TALOS Ramachandran window

Ramachandran window: graphs the φ/ψ distributions of the 25 best database matches for the currently selected residue. It also displays the average and standard deviation of φ and ψ for those matches which are selected (i.e. included in the prediction), as well as filled semi-transparent 20o x20o voxels on the Ramachandran map, depicting the ANN-predicted probability to find any given residue in the φ/ψ regions defined by those voxels. (Note that only those voxels that are at least one standard deviation above the average predicted voxel density are displayed) The shaded region of the map shows the most populated regions of the TALOS-N database for the residue type in question.
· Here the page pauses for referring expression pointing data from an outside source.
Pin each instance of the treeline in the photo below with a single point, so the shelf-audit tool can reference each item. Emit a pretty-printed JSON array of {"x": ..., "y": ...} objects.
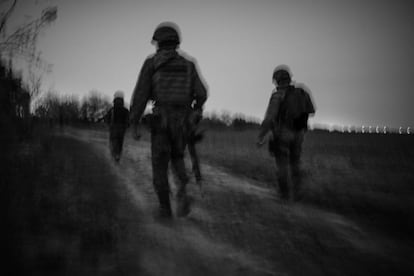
[
  {"x": 14, "y": 105},
  {"x": 68, "y": 109},
  {"x": 65, "y": 109}
]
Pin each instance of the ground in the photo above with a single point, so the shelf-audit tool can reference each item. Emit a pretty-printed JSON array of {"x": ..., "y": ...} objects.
[{"x": 237, "y": 226}]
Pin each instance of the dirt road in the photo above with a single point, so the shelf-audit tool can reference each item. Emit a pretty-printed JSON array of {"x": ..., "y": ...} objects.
[{"x": 236, "y": 228}]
In the graph, each match from the database is drawn as a small square at a particular φ/ψ coordinate. The individual squares can be toggled by a mouse click, to include or remove the corresponding match from the prediction. The squares are colored according to this scheme:
Light Green This match is included in the "Strong" prediction.
Dark Green This match is included in the "Generous" prediction.
Red Outlier; not included in the prediction
Blue Reference (phi/psi taken from "-ref" structure)

The Ramachandran window also includes buttons to reclassify the overall prediction as "Good(Strong)", "Good(Generous)", "Ambiguous", etc., and to move to the next or previous residue in the sequence.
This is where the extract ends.